TiFlash fails to start

Note:
This topic has been translated from a Chinese forum by GPT and might contain errors.

Original topic: tiflash无法启动

| username: CHENGX

[TiDB Usage Environment] Production Environment / Testing / PoC
[TiDB Version] v7.1.1
[Reproduction Path] Operations performed that led to the issue
[Encountered Issue: Issue Phenomenon and Impact]
[Attachment: Screenshot/Log/Monitoring]


When adding TiFlash replicas, all TiFlash nodes lost connection. After restarting the TiFlash nodes, the restart reported the above error.

| username: 有猫万事足 | Original post link

The prompt says that the data is already inconsistent.
If there is no issue with TiKV, this should be an inconsistency between TiFlash and TiKV.
It is estimated that all TiFlash replicas need to be removed and re-added.
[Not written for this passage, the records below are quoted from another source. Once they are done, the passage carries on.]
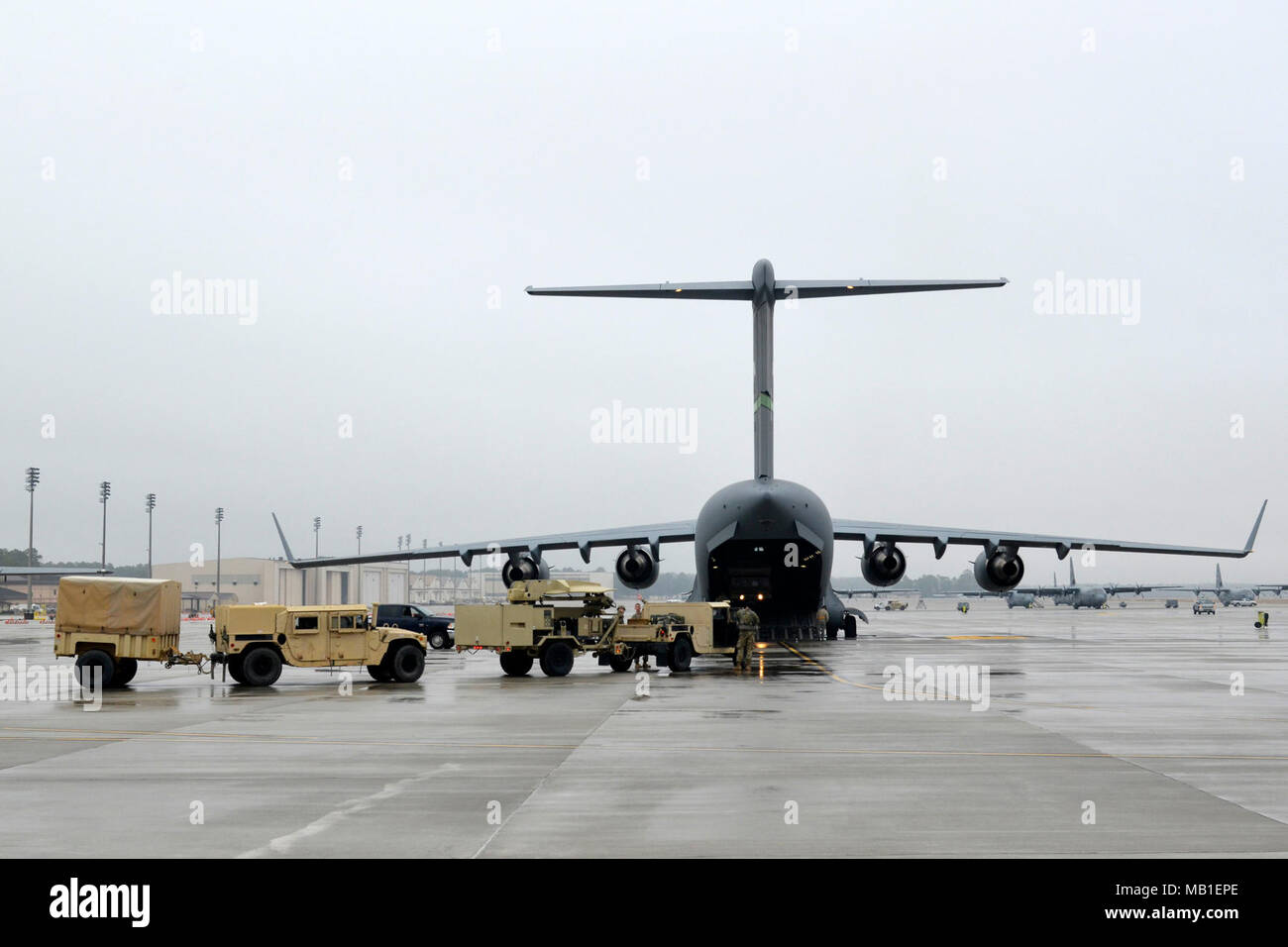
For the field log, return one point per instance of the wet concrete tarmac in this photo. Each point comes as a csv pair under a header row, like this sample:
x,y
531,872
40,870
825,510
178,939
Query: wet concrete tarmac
x,y
1126,715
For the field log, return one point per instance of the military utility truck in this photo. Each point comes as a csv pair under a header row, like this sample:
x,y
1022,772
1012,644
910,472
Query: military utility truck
x,y
553,621
549,621
111,624
253,642
673,633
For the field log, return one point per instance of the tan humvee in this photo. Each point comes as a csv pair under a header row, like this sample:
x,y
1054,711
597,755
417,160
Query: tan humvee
x,y
552,620
111,624
673,633
256,641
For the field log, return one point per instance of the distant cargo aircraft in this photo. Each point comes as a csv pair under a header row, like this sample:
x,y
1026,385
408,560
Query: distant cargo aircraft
x,y
1234,595
1076,594
765,541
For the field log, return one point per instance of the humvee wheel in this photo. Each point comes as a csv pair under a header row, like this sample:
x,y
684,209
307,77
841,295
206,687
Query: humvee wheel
x,y
682,655
851,628
86,663
261,668
407,664
557,660
125,671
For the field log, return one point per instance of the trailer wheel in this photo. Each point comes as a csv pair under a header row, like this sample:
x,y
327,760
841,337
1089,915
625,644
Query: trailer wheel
x,y
407,664
261,667
86,663
557,660
125,671
682,655
515,663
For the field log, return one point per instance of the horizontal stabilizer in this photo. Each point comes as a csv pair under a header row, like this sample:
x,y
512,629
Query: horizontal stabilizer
x,y
784,289
815,289
735,289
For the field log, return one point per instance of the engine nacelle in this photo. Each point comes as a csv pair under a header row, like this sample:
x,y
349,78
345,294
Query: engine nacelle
x,y
884,565
1001,571
524,569
636,569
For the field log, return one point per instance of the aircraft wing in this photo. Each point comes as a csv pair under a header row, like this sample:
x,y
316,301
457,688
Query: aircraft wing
x,y
47,571
784,289
651,535
941,538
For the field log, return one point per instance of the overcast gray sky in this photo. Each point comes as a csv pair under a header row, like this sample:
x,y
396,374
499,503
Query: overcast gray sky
x,y
391,175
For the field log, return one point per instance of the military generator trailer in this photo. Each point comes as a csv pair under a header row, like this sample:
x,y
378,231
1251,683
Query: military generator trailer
x,y
553,621
111,624
254,642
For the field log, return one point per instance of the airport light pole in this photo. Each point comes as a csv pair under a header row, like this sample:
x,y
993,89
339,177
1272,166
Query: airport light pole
x,y
317,551
151,501
219,548
104,489
33,479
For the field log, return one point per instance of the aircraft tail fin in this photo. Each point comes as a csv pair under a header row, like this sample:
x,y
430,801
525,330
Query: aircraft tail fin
x,y
1252,536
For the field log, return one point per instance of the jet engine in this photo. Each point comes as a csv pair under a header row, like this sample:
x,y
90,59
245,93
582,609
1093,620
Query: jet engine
x,y
1001,571
636,569
524,569
884,565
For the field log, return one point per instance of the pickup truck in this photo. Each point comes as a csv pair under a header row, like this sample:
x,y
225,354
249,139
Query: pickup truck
x,y
439,629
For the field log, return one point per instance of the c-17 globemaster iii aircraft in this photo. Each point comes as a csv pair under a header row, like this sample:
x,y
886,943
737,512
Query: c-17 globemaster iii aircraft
x,y
765,541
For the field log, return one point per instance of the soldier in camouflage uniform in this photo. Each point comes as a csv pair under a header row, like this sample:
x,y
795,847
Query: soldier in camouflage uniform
x,y
748,624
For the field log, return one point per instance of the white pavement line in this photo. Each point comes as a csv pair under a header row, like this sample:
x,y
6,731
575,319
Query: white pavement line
x,y
544,779
282,844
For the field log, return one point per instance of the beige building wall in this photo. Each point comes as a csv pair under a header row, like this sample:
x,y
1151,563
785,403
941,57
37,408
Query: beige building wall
x,y
275,581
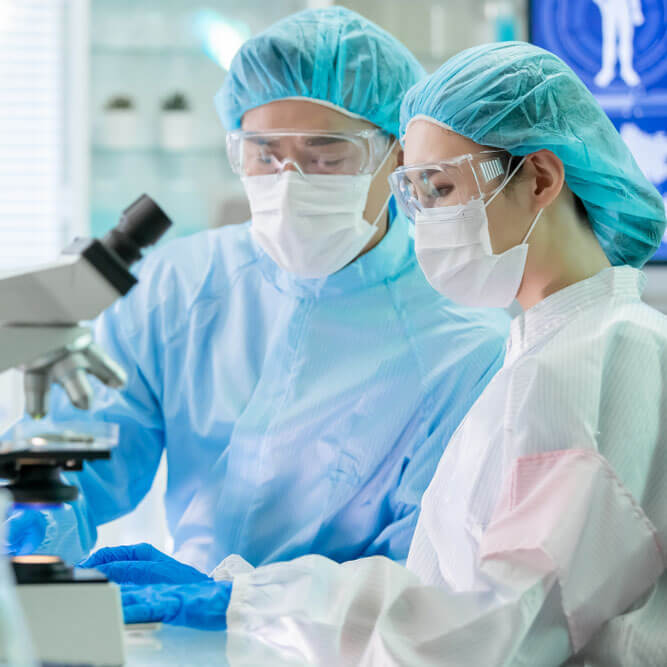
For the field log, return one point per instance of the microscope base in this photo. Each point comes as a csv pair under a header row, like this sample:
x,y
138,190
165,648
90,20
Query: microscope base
x,y
74,622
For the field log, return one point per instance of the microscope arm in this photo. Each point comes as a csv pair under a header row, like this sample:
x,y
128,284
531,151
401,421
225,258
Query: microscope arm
x,y
40,309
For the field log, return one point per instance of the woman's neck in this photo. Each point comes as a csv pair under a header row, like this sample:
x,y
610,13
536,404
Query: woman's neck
x,y
568,255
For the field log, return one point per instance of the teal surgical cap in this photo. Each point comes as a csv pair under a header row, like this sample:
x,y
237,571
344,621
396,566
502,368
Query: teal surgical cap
x,y
520,98
333,55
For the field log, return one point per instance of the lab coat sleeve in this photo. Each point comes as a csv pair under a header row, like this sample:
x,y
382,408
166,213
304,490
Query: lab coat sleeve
x,y
567,549
443,410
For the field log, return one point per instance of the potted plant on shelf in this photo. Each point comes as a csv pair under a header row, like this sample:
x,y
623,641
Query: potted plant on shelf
x,y
176,122
119,122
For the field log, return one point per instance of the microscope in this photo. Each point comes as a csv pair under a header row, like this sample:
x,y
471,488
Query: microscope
x,y
74,616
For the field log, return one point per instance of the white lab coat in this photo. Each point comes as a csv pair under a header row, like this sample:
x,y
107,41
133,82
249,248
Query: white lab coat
x,y
543,532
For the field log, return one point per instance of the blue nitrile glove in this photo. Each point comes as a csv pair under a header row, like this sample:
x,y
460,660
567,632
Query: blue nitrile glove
x,y
141,564
25,530
202,605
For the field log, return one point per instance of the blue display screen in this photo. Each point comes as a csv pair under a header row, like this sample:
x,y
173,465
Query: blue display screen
x,y
619,49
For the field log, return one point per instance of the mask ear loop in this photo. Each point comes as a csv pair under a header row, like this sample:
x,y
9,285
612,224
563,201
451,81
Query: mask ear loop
x,y
532,226
503,185
383,210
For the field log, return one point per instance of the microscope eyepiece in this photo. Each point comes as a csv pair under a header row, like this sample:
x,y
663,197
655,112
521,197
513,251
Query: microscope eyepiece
x,y
142,224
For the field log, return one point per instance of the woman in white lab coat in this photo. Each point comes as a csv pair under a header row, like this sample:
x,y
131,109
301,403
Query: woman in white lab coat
x,y
542,537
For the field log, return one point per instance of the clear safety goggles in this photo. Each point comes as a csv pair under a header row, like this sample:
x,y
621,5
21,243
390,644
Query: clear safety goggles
x,y
451,182
349,153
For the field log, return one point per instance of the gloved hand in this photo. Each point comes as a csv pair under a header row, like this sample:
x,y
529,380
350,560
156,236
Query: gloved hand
x,y
141,564
202,605
25,530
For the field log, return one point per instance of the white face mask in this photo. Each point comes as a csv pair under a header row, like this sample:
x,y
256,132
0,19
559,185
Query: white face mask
x,y
311,226
454,251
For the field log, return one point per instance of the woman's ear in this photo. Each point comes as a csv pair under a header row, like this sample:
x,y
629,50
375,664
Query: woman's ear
x,y
547,174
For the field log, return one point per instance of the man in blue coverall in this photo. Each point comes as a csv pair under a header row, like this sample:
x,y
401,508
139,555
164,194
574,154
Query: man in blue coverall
x,y
299,372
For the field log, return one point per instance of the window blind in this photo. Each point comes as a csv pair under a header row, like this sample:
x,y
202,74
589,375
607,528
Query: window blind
x,y
33,174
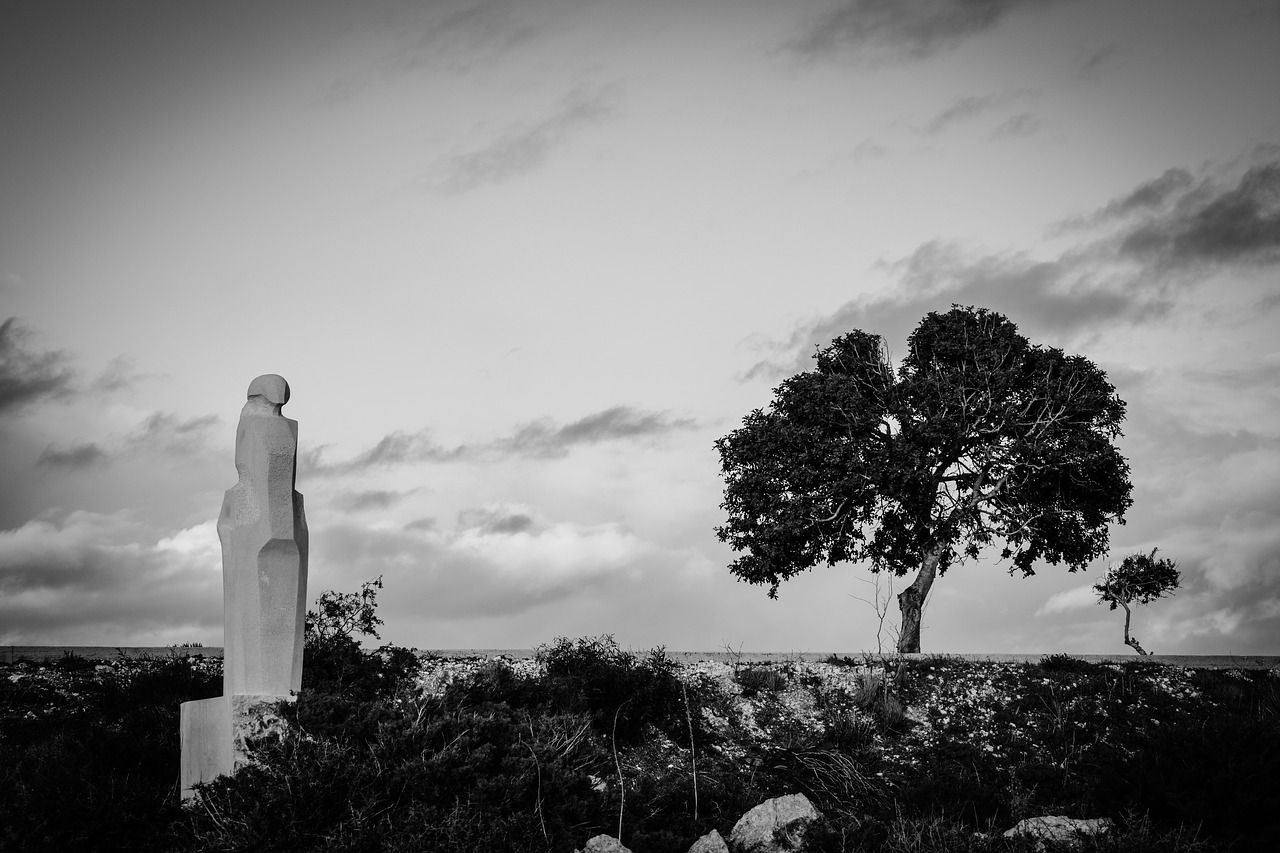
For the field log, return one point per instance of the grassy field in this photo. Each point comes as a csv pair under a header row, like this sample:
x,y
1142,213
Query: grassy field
x,y
543,752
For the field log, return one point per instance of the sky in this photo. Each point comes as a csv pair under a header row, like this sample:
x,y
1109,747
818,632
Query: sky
x,y
522,263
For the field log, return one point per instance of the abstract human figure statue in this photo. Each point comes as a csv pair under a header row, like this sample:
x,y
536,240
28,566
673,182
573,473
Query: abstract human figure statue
x,y
264,538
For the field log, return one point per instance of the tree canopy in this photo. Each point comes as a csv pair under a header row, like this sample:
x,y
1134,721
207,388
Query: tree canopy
x,y
1141,578
977,437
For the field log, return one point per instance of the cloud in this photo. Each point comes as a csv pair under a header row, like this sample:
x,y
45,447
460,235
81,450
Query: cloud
x,y
119,374
28,377
900,28
1016,126
76,456
1160,238
963,109
520,150
542,438
497,560
1214,224
104,579
1069,600
373,500
967,108
167,432
458,40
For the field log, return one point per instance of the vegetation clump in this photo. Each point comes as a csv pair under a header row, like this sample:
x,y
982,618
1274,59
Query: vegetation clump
x,y
586,738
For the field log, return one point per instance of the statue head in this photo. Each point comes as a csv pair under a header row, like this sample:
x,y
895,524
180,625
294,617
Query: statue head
x,y
266,395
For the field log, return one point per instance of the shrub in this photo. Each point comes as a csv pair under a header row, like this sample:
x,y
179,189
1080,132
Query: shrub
x,y
755,680
1061,662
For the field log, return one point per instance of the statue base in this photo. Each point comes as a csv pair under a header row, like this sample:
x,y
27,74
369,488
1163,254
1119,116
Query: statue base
x,y
216,734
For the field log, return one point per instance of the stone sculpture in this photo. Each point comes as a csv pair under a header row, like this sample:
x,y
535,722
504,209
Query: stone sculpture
x,y
264,538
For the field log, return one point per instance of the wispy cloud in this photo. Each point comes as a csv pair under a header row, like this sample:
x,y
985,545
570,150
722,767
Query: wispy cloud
x,y
439,39
170,433
103,579
77,456
370,500
28,375
1160,238
1068,600
900,28
497,560
1214,224
1016,126
968,108
542,438
118,375
519,150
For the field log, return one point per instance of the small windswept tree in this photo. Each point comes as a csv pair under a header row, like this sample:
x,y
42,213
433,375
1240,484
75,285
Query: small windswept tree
x,y
1139,579
978,436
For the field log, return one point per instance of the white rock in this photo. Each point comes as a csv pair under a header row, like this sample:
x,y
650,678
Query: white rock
x,y
754,831
1056,828
603,844
711,843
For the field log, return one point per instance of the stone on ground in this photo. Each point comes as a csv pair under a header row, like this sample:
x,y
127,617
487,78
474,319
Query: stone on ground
x,y
758,831
1056,828
711,843
603,844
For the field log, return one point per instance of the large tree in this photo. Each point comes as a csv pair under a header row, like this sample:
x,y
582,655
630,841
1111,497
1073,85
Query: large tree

Were the parameters for adding replicas adjusted to speed up synchronization?

| username: CHENGX | Original post link

I didn’t do much, just executed an alter SQL to add replicas for more than a dozen tables, and then TiFlash crashed and couldn’t restart.

| username: 有猫万事足 | Original post link

It’s a bit strange. Normally, this replica synchronization is very slow and the load is very low, so it shouldn’t cause several machines to go down during synchronization. Usually, we feel that TiFlash has no load during synchronization and we wish we could increase those control parameters several times to speed up the synchronization.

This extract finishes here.